It is so encouraging that the 9th Senate has taken up the issue of electoral reforms, especially the review of our voting system, a venture which the 8th Senate attempted but failed to accomplish. We commend the Senate leadership for its early start, but we must warn of the complacency or the false confidence that comes with early starts. Before long, we would be in 2022, and if we must do e-voting, a most logical decision, the time to get serious about it is now.
We urge the Senate to use this opportunity to re-examine our system and to reinvigorate it, to make it interesting again to our citizens, to reduce the process pain, the tedium of spending days, trying to pick up permanent voters cards, to remove the underlying feeling that ‘my vote would not count.’ Our elections can be made free, fair and transparent in order to win back the confidence of Nigerians who, although they support democracy, are suspicious of those, who subvert our democracy.
We clearly need a marketing man, not a bureaucrat as chairman of the Independent National Electoral Commission (INEC). A little historical reflection makes this imperative. The last time our general election seemed interesting to more than half of our registered voters was in 2003. That year, 69 per cent of our voters thought it worthwhile to go to cast their ballots. Last Sunday, Hong Kong, after 23 weeks of uninterrupted violent protests that pushed the city into recession, had a local council election. For once, the hotheads, the ‘area boys’ and the anarchists left behind the Molotov cocktails and went to line up to vote. Given the chaotic state of Hong Kong in the last few months, it was unbelievable they recorded 71 per cent turn-out.

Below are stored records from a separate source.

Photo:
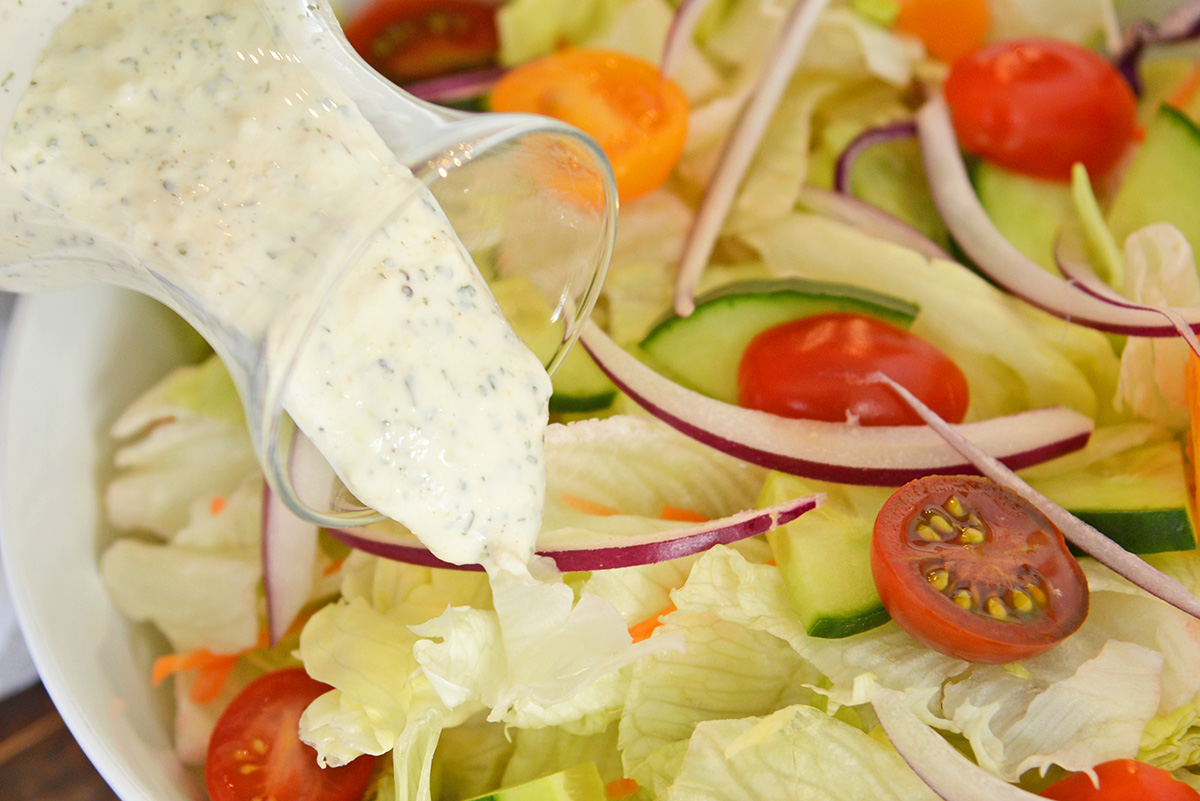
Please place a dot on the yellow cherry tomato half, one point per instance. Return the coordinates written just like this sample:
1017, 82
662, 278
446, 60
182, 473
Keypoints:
637, 115
948, 28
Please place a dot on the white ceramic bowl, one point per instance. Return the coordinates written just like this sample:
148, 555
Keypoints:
73, 360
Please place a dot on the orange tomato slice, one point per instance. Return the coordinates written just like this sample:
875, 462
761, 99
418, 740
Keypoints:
636, 115
948, 28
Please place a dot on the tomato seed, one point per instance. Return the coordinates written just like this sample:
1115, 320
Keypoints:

Since 2003, getting Nigerians to go out to vote has been an uphill task. In 2007, the percentage dropped from 69 per cent to 57 per cent. In 2011, it fell further down to 54 per cent. It got much worse in 2015 when in spite of all the enthusiasm of the Buhari voters, he polled 10 million votes less than Goodluck Jonathan did in 2011. That ought to set off alarm bells that the system is losing popular support. But on a closer look, what was missing is efficiency, ease of voting and faith in the ballot box. Then in 2019, the turn-out was a paltry 35 per cent. A 35 per cent representation is not always acceptable as equitable; it is barely more than a third of registered voters. The National Assembly should, therefore, give the issue the seriousness it deserves. E-voting would turn the situation around, but it needs a lot of work, testing, education and investment. Everything must be done to halt the slide of voter participation. The key is in providing opportunities to enable Nigerians register with ease, keep registration open all year round, clarify the method by which registered voters could receive their voters’ cards.

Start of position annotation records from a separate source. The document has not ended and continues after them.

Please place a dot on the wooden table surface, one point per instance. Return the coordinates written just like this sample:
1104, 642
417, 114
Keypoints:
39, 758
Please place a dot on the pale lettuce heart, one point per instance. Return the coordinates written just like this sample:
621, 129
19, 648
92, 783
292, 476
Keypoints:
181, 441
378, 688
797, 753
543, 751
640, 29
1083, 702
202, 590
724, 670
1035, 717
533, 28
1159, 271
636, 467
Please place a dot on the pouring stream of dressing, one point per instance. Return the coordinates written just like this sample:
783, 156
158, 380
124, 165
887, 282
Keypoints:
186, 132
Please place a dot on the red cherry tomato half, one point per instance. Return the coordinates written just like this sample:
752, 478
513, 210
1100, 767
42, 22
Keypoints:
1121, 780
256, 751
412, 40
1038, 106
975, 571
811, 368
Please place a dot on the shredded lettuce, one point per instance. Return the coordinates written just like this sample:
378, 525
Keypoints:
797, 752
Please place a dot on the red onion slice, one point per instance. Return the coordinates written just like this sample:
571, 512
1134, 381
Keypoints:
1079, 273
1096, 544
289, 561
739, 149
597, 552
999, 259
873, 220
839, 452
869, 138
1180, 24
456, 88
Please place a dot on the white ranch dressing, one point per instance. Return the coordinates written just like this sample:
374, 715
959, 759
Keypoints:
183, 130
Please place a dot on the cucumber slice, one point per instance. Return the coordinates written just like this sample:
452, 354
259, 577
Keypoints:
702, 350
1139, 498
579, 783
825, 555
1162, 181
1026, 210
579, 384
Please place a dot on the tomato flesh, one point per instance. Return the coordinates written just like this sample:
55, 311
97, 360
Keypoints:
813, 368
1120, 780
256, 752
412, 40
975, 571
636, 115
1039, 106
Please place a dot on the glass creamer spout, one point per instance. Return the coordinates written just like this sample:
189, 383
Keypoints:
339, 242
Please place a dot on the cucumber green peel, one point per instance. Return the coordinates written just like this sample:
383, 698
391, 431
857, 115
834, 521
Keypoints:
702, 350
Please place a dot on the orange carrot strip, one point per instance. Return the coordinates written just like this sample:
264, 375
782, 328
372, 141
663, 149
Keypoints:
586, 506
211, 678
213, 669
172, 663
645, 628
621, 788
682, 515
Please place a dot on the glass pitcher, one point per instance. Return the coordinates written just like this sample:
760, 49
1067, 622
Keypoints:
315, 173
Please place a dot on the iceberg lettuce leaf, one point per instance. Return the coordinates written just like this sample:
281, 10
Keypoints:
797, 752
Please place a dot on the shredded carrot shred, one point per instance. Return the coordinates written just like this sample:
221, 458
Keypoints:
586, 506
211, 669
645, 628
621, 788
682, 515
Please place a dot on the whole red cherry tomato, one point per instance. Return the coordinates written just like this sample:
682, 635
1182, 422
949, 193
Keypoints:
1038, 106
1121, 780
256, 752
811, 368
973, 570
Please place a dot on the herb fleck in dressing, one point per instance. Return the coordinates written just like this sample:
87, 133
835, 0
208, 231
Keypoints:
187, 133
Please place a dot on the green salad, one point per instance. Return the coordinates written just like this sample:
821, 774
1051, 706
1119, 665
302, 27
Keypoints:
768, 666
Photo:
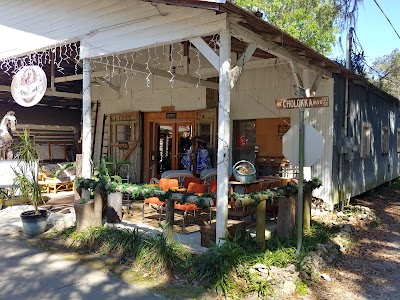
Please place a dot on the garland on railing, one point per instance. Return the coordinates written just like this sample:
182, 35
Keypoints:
275, 193
145, 191
205, 200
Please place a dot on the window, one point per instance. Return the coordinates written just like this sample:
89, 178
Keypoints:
398, 140
385, 140
244, 140
365, 140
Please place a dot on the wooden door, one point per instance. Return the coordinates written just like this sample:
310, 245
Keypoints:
171, 141
124, 144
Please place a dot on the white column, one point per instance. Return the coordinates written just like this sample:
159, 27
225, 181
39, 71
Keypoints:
86, 119
307, 88
224, 134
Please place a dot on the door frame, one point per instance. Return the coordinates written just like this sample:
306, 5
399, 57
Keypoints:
152, 118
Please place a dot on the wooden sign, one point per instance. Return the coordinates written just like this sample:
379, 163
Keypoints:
123, 145
167, 108
309, 102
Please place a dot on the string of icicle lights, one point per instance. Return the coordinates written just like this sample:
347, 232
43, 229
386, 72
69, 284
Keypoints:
169, 58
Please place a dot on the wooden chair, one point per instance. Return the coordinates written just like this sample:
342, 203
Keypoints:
155, 202
179, 175
196, 188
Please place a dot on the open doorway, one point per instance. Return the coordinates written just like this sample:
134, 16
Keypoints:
171, 141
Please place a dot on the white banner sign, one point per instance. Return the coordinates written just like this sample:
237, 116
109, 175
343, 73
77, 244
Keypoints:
29, 85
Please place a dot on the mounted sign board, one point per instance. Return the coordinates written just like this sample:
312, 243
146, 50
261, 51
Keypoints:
309, 102
7, 175
29, 85
313, 145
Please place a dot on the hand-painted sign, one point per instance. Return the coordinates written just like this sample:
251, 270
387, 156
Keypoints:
308, 102
29, 85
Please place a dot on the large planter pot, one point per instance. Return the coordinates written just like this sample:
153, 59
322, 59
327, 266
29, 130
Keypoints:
114, 207
34, 224
84, 212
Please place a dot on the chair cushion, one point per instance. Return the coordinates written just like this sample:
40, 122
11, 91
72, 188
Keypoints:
197, 188
213, 185
188, 180
167, 183
153, 200
186, 206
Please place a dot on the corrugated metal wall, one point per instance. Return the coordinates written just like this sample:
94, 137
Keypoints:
255, 95
366, 105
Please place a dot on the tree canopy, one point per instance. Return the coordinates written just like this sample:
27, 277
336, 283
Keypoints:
314, 22
386, 73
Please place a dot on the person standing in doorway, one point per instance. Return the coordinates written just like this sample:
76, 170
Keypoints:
197, 157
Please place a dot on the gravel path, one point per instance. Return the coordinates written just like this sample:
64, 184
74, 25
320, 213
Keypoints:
371, 269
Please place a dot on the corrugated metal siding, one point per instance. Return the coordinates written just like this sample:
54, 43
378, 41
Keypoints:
255, 95
322, 120
365, 105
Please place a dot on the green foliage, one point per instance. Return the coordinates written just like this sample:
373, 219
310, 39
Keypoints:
275, 194
223, 268
64, 167
25, 173
386, 73
158, 256
301, 288
314, 22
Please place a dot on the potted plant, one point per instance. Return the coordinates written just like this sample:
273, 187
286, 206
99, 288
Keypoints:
26, 182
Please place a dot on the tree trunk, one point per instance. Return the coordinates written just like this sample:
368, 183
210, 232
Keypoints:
98, 208
307, 210
114, 207
78, 173
286, 217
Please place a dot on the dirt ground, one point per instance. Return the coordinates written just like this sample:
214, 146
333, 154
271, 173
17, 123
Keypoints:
371, 268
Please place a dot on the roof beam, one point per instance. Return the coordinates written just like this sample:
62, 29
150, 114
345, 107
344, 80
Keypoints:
4, 88
183, 78
242, 60
205, 49
249, 36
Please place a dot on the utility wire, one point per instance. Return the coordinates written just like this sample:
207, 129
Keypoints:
387, 18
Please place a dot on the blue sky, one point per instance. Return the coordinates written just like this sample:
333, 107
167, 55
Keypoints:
374, 32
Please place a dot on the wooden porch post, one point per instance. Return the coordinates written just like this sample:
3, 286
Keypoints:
86, 123
224, 132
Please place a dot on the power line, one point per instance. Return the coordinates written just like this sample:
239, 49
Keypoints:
387, 18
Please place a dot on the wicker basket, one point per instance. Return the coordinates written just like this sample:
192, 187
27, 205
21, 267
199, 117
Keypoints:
242, 176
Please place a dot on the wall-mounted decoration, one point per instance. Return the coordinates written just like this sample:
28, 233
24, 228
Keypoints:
282, 129
29, 85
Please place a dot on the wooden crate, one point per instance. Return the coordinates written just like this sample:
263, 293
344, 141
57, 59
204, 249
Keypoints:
234, 227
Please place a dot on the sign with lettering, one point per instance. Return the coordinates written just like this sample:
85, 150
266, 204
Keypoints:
123, 145
29, 85
167, 108
309, 102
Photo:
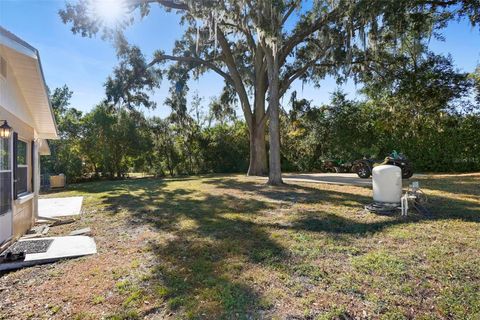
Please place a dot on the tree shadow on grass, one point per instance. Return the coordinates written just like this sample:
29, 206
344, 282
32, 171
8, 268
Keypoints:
198, 262
206, 239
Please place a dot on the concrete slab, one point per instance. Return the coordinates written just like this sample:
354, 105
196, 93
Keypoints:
59, 207
61, 248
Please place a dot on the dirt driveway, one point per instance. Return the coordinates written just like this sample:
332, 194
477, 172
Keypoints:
332, 178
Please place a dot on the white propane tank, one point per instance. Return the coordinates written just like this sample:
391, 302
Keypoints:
387, 184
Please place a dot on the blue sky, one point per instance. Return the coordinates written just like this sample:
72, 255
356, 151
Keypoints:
84, 64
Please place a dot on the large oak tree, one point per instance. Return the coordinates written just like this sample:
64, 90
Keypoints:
260, 47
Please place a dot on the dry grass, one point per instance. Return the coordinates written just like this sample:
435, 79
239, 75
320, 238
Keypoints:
230, 247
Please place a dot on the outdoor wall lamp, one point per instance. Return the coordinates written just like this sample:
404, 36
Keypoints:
5, 130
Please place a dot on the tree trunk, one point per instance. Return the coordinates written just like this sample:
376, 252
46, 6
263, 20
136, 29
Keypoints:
275, 171
258, 151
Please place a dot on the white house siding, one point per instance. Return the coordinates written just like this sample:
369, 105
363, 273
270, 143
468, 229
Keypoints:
13, 108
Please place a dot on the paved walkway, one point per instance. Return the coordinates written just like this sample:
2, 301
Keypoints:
59, 207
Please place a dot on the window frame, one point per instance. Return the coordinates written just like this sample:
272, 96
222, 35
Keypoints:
9, 170
25, 166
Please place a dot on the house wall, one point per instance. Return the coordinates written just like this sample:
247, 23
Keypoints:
13, 108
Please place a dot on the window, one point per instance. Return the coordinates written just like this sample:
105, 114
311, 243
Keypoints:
5, 176
3, 67
22, 167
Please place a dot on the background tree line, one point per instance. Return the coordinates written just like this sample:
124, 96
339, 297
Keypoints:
421, 106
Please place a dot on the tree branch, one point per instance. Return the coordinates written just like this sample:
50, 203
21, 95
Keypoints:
299, 36
235, 75
161, 57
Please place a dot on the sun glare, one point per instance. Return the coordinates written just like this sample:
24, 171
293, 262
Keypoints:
110, 12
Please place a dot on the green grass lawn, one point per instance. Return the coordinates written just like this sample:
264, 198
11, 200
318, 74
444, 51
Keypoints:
231, 247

There is a tacit deterioration of the elections conducted by INEC since 2015. All the governorship elections were either declared inconclusive or had ended up in court. Elections are expected to be decided at the ballot box, not in the courts. Each time the courts decide an election, our electoral umpire must realise it has failed in its duty. Hundreds of elections are held in the United States with none of them ever seeing the court room. The last time a presidential election went through the courts was in the year 2000 during the Florida Recount, when poorly designed ballot papers led to a misunderstanding.

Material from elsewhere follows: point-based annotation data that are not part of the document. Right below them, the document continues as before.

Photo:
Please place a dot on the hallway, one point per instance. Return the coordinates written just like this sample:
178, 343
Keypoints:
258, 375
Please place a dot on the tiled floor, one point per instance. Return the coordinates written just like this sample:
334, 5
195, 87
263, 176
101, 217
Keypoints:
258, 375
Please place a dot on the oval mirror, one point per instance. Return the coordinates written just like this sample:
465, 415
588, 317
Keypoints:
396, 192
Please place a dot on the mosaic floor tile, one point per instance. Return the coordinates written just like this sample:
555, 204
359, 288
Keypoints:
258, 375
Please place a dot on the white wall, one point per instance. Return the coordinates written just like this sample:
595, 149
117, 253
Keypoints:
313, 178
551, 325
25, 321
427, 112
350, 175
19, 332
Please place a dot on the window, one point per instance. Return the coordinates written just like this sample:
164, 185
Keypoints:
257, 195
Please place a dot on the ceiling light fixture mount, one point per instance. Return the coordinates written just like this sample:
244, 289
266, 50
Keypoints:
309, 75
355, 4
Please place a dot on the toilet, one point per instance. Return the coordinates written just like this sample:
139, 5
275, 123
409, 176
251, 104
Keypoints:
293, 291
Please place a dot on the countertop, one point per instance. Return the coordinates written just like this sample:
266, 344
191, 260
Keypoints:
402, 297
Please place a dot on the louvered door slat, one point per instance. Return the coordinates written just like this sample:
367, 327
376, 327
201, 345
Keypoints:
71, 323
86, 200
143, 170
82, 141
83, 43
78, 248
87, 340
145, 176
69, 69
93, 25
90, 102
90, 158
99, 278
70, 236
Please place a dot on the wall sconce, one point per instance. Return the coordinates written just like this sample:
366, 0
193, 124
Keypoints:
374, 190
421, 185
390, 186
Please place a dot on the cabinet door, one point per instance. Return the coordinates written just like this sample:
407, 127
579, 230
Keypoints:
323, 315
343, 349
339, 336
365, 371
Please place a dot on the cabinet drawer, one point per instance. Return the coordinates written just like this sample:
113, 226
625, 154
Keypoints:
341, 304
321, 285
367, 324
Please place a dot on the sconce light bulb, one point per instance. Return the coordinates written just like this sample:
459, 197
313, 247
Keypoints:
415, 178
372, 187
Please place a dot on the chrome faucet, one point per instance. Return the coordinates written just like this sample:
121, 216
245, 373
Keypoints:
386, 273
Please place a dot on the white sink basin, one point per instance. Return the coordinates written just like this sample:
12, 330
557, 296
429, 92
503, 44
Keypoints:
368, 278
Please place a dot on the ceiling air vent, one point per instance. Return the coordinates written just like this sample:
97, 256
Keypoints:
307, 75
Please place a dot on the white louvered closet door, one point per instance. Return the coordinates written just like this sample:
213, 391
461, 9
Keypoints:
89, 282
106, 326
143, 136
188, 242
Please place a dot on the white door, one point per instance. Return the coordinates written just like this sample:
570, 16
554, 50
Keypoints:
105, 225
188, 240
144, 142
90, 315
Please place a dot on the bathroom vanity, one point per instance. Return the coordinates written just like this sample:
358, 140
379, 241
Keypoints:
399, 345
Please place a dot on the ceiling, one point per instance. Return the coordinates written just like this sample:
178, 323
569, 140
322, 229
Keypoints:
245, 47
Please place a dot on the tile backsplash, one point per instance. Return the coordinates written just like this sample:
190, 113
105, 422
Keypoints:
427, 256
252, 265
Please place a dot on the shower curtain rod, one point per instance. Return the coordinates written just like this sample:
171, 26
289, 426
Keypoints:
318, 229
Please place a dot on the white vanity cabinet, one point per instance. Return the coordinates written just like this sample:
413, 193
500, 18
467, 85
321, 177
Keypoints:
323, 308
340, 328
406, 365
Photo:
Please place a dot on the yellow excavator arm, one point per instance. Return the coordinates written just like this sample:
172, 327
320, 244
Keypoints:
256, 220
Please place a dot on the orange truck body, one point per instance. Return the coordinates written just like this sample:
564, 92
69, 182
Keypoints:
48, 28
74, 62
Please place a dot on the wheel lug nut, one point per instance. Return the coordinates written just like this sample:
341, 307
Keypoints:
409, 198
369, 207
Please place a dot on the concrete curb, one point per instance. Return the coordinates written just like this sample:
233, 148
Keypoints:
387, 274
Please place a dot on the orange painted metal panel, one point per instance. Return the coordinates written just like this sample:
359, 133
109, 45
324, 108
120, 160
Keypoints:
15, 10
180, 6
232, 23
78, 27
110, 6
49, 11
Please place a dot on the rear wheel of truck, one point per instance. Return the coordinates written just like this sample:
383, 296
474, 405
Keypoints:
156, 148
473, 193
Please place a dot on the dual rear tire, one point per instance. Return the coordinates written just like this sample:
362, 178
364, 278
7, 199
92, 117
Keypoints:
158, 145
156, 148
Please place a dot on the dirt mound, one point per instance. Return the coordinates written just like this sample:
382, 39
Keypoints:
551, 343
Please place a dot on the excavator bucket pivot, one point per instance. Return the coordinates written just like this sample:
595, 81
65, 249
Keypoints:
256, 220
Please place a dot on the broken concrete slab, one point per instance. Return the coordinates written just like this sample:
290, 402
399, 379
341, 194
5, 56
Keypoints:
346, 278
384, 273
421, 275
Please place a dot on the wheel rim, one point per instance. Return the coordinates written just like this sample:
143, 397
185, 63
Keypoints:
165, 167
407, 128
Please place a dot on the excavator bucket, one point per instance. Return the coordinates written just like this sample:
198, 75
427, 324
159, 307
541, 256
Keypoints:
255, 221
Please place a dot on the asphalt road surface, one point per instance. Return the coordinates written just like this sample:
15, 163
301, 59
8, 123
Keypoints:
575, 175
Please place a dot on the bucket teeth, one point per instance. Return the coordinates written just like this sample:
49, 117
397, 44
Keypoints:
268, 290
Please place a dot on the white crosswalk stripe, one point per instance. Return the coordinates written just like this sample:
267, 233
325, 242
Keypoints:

When the US Supreme Court intervened in the Bush v. Gore case, therefore, and when its decision seemed to have been influenced by the Conservative majority in the Court, it severely dented the esteem and legitimacy of the Court. US courts do not want to touch political cases because those decisions are supposed to be made at the ballot box and in 99 per cent of the cases, political decisions, the choice of leaders are made at the ballotbox.
We appeal to the National Assembly to take our elections out of the courts by ensuring that they are violence-free; that they are transparent and that those who endanger our elections in any form are severely punished while those who did their duty are recompensed. The electoral officer who rejected N50,000 bribe in Kogi State a fortnight ago should be celebrated. The offences in the Electoral Act are grossly inadequate to forestall electoral malpractices. Therefore, we call for stiffer sanctions for electoral offenders.